Saturday, August 27, 2005

World Future Symposium - Chicago and the Cubs

I'm catching up on one of my summer trips. Chicago and Michigan with my wingman Nathan (12 year old son). We flew to Chicago, drove to Michigan and presented a version of The Millennium Matrix to a group of about 50 with Haworth. Haworth is one of the largest office furniture manufacturers. Nathan got to watch dad in action and then we got a factory tour.

The next day we headed to Chicago and spent a day playing around and going to a Cubs game.

I was one of the kick off speakers for this year's World Future Symposium. I had an audience of over 200, my mom and dad attended and my mentor and professor from the University of Illinois acted as the moderator for my session. The presentation went very well and I'm continuing to receive feedback and questions.

The title of this blog also provides a link to a PDF of the presentation.

The Next Design Revolution

The presentation began - "Design as a subculture is going maintstream." Click on the blog title for the link to the annotated PowerPoint.

I provided a window into the future of design to an audience of about 50 designers and architects from Texas, Arizona, Oklahoma and Arkansas.

We now have the perceptual tools to deconstruct and reconstruct reality - matter, life and thought. These tools are turning more and more of us into "designers."

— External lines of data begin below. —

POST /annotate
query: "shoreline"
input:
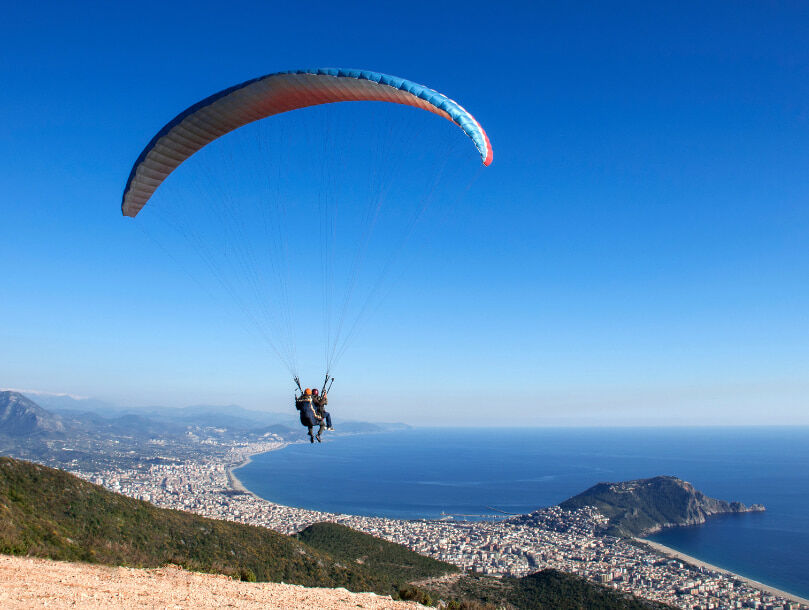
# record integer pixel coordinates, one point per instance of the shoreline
(675, 554)
(236, 484)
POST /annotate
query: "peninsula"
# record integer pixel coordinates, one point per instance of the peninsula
(643, 507)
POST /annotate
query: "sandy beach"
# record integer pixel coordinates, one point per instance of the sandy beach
(670, 552)
(234, 481)
(237, 485)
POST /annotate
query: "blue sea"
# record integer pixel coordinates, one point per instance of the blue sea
(432, 472)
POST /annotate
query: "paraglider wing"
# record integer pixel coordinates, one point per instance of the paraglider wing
(273, 94)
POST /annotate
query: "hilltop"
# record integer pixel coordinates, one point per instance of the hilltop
(644, 506)
(27, 582)
(50, 513)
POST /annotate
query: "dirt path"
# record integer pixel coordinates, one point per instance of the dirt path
(40, 583)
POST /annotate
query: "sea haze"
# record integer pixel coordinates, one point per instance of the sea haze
(429, 472)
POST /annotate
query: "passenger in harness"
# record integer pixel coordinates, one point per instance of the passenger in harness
(309, 416)
(320, 403)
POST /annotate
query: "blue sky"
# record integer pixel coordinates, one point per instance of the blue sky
(636, 254)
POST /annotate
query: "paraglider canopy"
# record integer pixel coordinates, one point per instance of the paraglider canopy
(263, 215)
(273, 94)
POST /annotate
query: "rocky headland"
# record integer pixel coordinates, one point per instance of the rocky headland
(645, 506)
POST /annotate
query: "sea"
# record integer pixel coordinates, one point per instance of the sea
(487, 473)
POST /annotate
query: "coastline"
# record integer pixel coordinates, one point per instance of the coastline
(235, 484)
(234, 481)
(675, 554)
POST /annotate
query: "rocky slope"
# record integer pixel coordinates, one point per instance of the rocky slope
(645, 506)
(20, 416)
(27, 583)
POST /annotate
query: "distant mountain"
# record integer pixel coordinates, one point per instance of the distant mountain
(50, 513)
(644, 506)
(21, 417)
(228, 417)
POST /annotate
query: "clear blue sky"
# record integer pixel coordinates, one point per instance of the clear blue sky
(637, 252)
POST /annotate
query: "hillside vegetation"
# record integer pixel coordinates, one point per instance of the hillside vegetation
(396, 561)
(50, 513)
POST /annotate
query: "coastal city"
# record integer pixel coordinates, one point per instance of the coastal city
(516, 546)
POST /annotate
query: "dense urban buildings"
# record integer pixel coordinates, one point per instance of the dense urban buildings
(551, 537)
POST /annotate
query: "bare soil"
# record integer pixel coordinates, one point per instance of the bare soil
(39, 583)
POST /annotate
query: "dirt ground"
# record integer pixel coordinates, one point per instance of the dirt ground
(40, 583)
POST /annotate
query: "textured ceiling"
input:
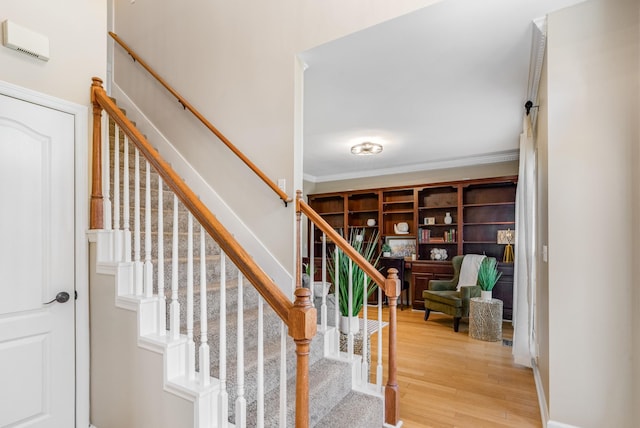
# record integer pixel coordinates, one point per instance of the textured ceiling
(441, 87)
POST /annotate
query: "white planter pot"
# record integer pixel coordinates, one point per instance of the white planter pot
(349, 325)
(485, 295)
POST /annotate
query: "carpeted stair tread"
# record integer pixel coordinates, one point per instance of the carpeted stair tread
(329, 382)
(332, 403)
(350, 412)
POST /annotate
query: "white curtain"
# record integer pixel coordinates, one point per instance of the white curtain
(524, 286)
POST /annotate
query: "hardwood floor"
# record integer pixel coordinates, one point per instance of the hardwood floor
(447, 379)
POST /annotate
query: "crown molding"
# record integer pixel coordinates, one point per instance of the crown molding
(507, 156)
(538, 47)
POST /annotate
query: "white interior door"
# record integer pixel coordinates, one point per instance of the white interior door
(37, 340)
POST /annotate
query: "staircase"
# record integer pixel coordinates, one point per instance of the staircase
(263, 340)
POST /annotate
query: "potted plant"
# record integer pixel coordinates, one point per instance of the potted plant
(386, 250)
(488, 276)
(340, 275)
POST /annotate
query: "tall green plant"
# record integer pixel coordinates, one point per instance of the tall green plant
(369, 251)
(488, 274)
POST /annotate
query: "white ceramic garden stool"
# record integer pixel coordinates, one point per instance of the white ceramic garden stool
(485, 319)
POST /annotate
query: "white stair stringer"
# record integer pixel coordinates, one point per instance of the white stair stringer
(175, 380)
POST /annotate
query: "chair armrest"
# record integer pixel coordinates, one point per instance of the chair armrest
(441, 284)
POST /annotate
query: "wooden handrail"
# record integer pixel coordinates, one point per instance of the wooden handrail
(390, 287)
(340, 242)
(185, 104)
(272, 294)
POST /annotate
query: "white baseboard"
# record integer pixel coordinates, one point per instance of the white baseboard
(542, 399)
(553, 424)
(207, 194)
(544, 406)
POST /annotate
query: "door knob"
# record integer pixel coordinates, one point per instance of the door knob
(61, 297)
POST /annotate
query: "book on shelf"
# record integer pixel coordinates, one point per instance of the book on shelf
(448, 236)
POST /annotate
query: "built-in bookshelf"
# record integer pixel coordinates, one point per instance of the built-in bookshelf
(462, 217)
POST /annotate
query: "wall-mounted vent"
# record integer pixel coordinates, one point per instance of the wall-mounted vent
(24, 40)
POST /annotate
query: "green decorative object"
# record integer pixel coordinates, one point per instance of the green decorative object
(340, 275)
(488, 274)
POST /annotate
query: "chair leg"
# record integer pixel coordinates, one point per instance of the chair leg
(456, 324)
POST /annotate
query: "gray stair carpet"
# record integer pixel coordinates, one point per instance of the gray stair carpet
(332, 402)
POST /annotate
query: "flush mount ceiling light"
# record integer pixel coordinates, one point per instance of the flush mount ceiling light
(366, 148)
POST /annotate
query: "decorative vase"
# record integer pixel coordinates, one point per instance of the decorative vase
(349, 324)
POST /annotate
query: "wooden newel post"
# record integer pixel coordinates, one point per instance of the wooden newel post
(391, 391)
(302, 327)
(96, 208)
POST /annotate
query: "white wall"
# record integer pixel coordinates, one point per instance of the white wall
(77, 42)
(593, 114)
(541, 316)
(636, 256)
(236, 63)
(126, 381)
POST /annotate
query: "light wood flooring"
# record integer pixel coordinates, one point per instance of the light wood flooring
(447, 379)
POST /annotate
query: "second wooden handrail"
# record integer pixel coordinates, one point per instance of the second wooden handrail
(272, 294)
(281, 194)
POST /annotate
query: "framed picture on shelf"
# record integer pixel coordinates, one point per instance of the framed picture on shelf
(402, 247)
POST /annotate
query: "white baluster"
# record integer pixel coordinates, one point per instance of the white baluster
(174, 310)
(162, 301)
(138, 276)
(260, 375)
(365, 335)
(323, 306)
(126, 239)
(223, 396)
(379, 366)
(191, 346)
(148, 266)
(283, 377)
(241, 402)
(204, 345)
(106, 172)
(117, 236)
(350, 309)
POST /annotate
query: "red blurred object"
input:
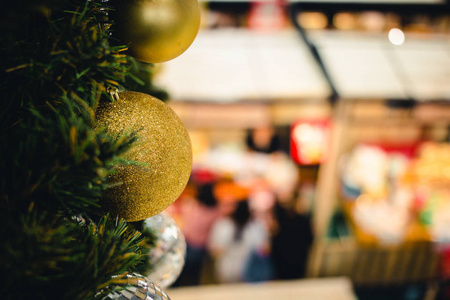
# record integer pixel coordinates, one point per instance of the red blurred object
(202, 176)
(310, 141)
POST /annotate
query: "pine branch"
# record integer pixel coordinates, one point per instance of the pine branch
(66, 259)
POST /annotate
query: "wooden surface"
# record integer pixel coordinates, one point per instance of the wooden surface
(310, 289)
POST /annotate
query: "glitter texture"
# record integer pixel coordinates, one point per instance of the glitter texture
(163, 152)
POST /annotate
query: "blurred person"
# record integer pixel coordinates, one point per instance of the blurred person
(197, 215)
(233, 239)
(291, 240)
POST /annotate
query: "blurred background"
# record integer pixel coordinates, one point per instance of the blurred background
(320, 134)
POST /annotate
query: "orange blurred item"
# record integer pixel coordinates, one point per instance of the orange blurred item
(226, 190)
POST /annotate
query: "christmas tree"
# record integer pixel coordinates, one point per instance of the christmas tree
(72, 221)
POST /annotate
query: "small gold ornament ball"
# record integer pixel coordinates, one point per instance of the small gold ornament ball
(156, 30)
(163, 149)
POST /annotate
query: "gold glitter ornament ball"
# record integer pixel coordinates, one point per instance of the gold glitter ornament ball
(163, 149)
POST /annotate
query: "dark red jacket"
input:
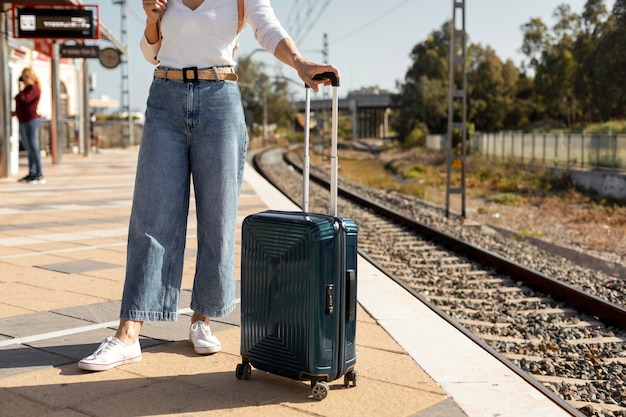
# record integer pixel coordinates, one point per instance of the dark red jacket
(26, 103)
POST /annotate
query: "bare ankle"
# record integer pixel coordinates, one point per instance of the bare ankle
(198, 317)
(128, 331)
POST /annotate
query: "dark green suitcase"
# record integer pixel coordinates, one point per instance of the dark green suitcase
(299, 292)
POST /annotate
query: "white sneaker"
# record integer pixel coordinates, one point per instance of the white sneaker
(111, 353)
(204, 341)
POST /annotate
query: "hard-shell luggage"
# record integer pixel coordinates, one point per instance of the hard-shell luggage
(298, 287)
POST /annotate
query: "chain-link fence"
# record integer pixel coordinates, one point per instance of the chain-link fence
(602, 151)
(114, 134)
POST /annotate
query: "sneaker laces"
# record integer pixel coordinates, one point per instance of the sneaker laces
(202, 327)
(107, 344)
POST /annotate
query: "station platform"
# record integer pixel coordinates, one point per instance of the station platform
(62, 257)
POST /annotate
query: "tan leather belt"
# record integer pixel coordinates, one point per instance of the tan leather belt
(193, 74)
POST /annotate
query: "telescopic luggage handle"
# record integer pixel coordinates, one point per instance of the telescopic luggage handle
(333, 147)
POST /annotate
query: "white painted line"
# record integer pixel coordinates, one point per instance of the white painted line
(67, 332)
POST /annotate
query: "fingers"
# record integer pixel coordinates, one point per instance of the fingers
(316, 69)
(154, 8)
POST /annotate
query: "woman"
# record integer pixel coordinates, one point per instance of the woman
(26, 102)
(194, 128)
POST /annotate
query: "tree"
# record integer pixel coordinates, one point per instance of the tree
(259, 93)
(488, 100)
(423, 96)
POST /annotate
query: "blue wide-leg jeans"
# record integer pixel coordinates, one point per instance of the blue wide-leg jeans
(193, 133)
(28, 134)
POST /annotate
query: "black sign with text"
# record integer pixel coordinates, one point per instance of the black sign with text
(56, 23)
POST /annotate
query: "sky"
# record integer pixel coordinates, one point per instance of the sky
(369, 40)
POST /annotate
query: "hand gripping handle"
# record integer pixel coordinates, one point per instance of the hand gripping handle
(326, 76)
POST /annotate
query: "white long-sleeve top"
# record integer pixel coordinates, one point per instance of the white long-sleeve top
(207, 36)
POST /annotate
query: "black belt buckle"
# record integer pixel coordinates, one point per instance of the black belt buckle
(194, 79)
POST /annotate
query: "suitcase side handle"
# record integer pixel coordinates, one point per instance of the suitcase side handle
(350, 295)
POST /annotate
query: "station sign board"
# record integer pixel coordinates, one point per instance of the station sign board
(79, 51)
(56, 23)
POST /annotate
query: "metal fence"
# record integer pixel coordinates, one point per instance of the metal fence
(573, 150)
(114, 133)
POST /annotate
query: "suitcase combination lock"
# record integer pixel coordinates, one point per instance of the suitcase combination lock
(330, 299)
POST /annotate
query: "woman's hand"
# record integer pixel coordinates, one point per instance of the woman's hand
(287, 52)
(154, 9)
(307, 70)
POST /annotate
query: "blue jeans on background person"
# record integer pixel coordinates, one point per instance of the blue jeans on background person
(29, 136)
(193, 133)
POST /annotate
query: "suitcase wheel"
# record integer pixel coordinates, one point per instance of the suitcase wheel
(352, 376)
(320, 390)
(244, 370)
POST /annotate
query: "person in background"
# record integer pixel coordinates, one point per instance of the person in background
(96, 138)
(26, 102)
(194, 128)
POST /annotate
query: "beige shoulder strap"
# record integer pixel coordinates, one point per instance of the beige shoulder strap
(240, 14)
(240, 11)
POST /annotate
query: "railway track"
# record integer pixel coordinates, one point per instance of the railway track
(565, 334)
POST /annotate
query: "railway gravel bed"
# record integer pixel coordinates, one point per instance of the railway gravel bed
(576, 356)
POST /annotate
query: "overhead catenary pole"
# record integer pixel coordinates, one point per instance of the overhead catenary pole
(458, 91)
(125, 76)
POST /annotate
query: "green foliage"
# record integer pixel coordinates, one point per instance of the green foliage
(573, 75)
(417, 137)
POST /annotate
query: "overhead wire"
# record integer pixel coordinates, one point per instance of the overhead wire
(374, 20)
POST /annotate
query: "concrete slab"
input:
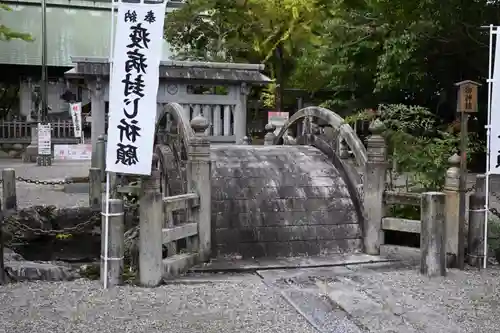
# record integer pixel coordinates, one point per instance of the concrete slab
(224, 265)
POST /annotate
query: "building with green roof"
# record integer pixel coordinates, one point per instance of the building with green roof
(78, 28)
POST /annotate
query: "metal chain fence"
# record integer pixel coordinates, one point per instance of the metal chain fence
(52, 232)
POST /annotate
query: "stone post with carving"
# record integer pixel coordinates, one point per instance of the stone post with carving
(374, 187)
(270, 136)
(199, 159)
(150, 225)
(451, 209)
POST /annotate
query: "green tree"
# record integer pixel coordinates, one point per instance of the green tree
(398, 51)
(7, 34)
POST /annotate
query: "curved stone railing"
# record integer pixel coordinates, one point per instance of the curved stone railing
(344, 130)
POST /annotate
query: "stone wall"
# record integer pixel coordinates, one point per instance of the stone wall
(280, 201)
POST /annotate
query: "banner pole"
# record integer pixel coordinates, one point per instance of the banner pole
(488, 148)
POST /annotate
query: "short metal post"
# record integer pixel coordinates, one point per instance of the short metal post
(475, 240)
(270, 136)
(95, 188)
(115, 239)
(9, 189)
(101, 156)
(432, 234)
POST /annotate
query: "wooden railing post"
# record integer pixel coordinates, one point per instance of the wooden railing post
(199, 158)
(9, 189)
(451, 209)
(150, 229)
(113, 269)
(432, 234)
(270, 136)
(374, 186)
(475, 238)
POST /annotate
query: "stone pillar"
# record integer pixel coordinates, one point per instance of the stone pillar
(95, 189)
(477, 200)
(101, 156)
(25, 98)
(374, 186)
(245, 141)
(432, 234)
(150, 226)
(240, 116)
(98, 113)
(451, 208)
(199, 158)
(9, 190)
(112, 261)
(270, 136)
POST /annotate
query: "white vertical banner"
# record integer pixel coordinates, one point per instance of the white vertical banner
(134, 86)
(76, 116)
(494, 160)
(44, 139)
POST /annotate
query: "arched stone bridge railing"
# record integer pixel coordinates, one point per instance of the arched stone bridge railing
(343, 146)
(343, 131)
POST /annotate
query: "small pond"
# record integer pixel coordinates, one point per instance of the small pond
(75, 249)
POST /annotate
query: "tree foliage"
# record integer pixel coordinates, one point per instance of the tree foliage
(258, 31)
(7, 34)
(419, 143)
(367, 52)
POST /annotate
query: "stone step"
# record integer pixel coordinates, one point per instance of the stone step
(381, 309)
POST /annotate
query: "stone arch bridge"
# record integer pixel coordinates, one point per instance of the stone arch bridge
(295, 195)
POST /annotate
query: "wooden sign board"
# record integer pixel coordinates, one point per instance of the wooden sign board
(467, 96)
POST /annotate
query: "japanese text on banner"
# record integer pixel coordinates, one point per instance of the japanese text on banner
(132, 116)
(76, 116)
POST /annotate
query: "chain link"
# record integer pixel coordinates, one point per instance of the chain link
(22, 227)
(43, 182)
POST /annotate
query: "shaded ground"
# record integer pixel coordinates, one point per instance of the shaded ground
(33, 194)
(366, 298)
(82, 306)
(396, 298)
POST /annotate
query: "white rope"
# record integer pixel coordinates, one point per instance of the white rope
(105, 258)
(111, 214)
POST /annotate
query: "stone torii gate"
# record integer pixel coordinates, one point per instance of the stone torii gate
(218, 91)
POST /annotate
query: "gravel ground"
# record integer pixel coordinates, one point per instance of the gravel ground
(83, 306)
(470, 299)
(32, 194)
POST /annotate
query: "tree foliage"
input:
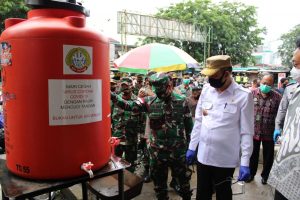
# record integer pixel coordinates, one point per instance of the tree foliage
(288, 45)
(12, 9)
(235, 28)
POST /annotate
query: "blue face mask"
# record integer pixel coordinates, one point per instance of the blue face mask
(265, 88)
(186, 81)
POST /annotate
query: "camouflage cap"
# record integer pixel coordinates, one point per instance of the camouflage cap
(196, 88)
(139, 78)
(159, 79)
(113, 81)
(126, 80)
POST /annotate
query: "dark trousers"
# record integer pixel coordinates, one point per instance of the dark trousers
(209, 177)
(268, 157)
(279, 196)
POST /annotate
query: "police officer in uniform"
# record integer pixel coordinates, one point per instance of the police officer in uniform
(170, 120)
(223, 131)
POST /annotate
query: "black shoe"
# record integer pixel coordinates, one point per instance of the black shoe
(175, 186)
(250, 179)
(147, 179)
(264, 181)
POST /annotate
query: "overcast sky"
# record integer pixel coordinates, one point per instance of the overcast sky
(278, 16)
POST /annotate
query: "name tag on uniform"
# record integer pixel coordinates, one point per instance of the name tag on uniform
(230, 108)
(206, 106)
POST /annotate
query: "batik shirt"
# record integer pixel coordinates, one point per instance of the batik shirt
(265, 111)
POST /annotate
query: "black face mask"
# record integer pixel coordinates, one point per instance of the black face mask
(113, 89)
(197, 97)
(284, 85)
(217, 82)
(126, 92)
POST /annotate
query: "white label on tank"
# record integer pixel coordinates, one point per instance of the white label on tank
(74, 101)
(78, 59)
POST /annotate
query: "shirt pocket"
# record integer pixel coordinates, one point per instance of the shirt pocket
(206, 105)
(229, 111)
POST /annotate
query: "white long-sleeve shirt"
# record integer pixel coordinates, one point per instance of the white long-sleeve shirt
(224, 127)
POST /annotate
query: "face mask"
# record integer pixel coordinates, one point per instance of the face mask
(196, 97)
(113, 89)
(295, 74)
(186, 81)
(217, 82)
(161, 92)
(265, 88)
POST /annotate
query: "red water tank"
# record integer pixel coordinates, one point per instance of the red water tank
(56, 90)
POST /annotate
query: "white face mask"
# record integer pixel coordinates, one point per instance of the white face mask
(295, 74)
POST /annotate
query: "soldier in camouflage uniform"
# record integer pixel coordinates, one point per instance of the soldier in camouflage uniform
(185, 88)
(139, 84)
(125, 125)
(170, 121)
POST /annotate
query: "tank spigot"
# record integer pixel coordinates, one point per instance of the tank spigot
(87, 167)
(114, 141)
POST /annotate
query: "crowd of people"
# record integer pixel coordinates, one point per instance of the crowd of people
(213, 122)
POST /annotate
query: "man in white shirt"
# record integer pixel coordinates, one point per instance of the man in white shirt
(223, 131)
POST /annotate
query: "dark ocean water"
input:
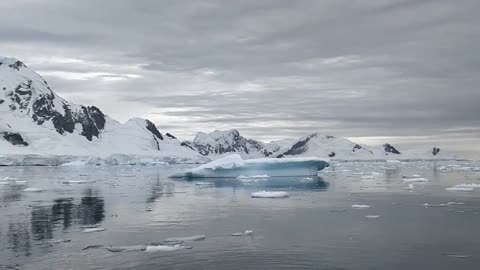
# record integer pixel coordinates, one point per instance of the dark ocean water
(315, 228)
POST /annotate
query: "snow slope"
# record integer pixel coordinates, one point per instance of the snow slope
(220, 143)
(36, 122)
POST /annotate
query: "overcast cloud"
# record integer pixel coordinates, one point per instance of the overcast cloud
(396, 70)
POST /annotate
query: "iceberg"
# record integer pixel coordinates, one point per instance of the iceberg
(234, 166)
(270, 194)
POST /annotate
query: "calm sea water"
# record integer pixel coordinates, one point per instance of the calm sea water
(315, 228)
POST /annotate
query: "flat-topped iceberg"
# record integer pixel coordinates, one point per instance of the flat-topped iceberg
(234, 166)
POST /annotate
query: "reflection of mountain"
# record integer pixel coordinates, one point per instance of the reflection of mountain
(314, 183)
(64, 211)
(160, 189)
(91, 208)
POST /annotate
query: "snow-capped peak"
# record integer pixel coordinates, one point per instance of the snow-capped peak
(219, 143)
(35, 120)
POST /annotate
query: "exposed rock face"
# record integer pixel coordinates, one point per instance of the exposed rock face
(27, 93)
(14, 138)
(390, 149)
(222, 142)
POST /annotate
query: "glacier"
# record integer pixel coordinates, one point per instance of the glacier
(234, 166)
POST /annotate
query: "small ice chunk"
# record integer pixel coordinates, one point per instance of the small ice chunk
(90, 230)
(126, 248)
(21, 182)
(33, 190)
(74, 182)
(269, 194)
(455, 203)
(455, 255)
(186, 239)
(204, 183)
(360, 206)
(165, 248)
(246, 232)
(472, 185)
(457, 188)
(416, 179)
(259, 176)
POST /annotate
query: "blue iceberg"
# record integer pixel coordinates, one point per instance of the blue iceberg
(234, 166)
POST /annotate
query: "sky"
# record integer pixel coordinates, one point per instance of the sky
(402, 71)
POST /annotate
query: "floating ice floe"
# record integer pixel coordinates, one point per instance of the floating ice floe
(33, 190)
(457, 188)
(416, 179)
(91, 230)
(126, 248)
(246, 177)
(360, 206)
(186, 239)
(204, 184)
(269, 194)
(75, 163)
(233, 166)
(165, 248)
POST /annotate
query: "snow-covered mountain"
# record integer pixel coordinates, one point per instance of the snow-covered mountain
(221, 143)
(34, 120)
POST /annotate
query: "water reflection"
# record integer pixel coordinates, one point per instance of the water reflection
(312, 183)
(91, 209)
(49, 221)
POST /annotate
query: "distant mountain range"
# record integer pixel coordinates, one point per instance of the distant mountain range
(221, 143)
(35, 121)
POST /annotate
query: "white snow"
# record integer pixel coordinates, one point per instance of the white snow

My seven year old just designed a race track which included landscaping and track layout - then he tested it - virtually. My twelve year old daughter has designed two web sites. The skills and mindset of design are being absorbed by the Millennial generation.

Tom Peter's - noted business consultant and proflific writer - writes extensively now about design and it's competitive edge. He says that design is the reason why we care about a product or service.

Ray Martin - professor at the University of Toronto - says we are moving out of an Information Economy into a Design Economy. Three business schools have added design to its MBA program.

We had a wonderful fast paced hour and the audience went away stimulated and challenged.